Aku melirik kearahnya sambil melihat sekilas lalu bergumam didalam hati, “laki-laki satu ini memang parasnya ganteng, walaupun ga ganteng-ganteng amat. Hobinya juga baca buku, pinter dan dia ketua HIMA Fakultas Pendidikan. Dengan segudang kelebihannya wajarlah kalo banyak perempuan yang naksir dia.”
“Woy ... kenapa ga dijawab!“ kata Rio sambil membentak.
“Keliatannya. Ga usah dijelasin kali.”
“Kenapa sih kamu ga kaya perempuan lain gitu, aga sedikit Feminim.”
“Ini pilihan aku buat maskulin, lagian aku tuh nyaman aja dandan kaya gini ga ribet, mana ga punya duit buat beli Makeup, mending buat bayar kuliah, nanti juga ada masanya ko. Cantik itu, ga harus ngikutin mindset para Kapitalis, tapi menurut hati yg terdalam.”
“Kalo dadanan gini,mana ada cowok yang suka sama kamu.”
“Aku kuliah bukan buat nyari pacar. Mungkin aja ada yg suka sama aku, cuman ga nampak aja. Kaya hantu gitu,” kataku Percaya diri.
Sebenarnya waktu awal masuk di semester tiga, ada sahabatnya Rio namanya Ujang dia udah deket sama Rio sejak awal masuk. Tiba-tiba dia ngajak ketemu dan ngobrol sama aku. Dia bilang Rio itu suka sama aku sejak awal masuk kuliah, semakin mengenal aku dia semakin suka dan berubah menjadi cinta.
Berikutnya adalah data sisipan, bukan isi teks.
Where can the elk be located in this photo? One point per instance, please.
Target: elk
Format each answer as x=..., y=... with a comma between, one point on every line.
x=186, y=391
Apalagi sekarang aku sama Rio bakalan sering ketemu. Dan aku minta ke Ujang buat ga bilang ke Rio kalo aku tahu perasaan dia dan jangan pernah bilang perasaan aku ke Rio. “Jang, biar cinta aku dan Rio seperti ini dulu. Dan biarlah cinta kita juga yang menuntun arah perjalana kita,” kataku kepada Ujang.
Ujang adalah teman satu Kost Rio, dia kuliah di Jurusan Teknik Mesin jadi kita beda Fakultas sama Ujang. Dia juga aktif di HIMA sama seperti Rio cuman dia di HIMA Fakultas Teknik. “Oke deh, kalian udah dewasa itu pilihan kalian, aku cuma berharap kalian baik-baik aja,” kata Ujang sembari pergi.
Tiba-tiba Rio membuyarkan lamunanku.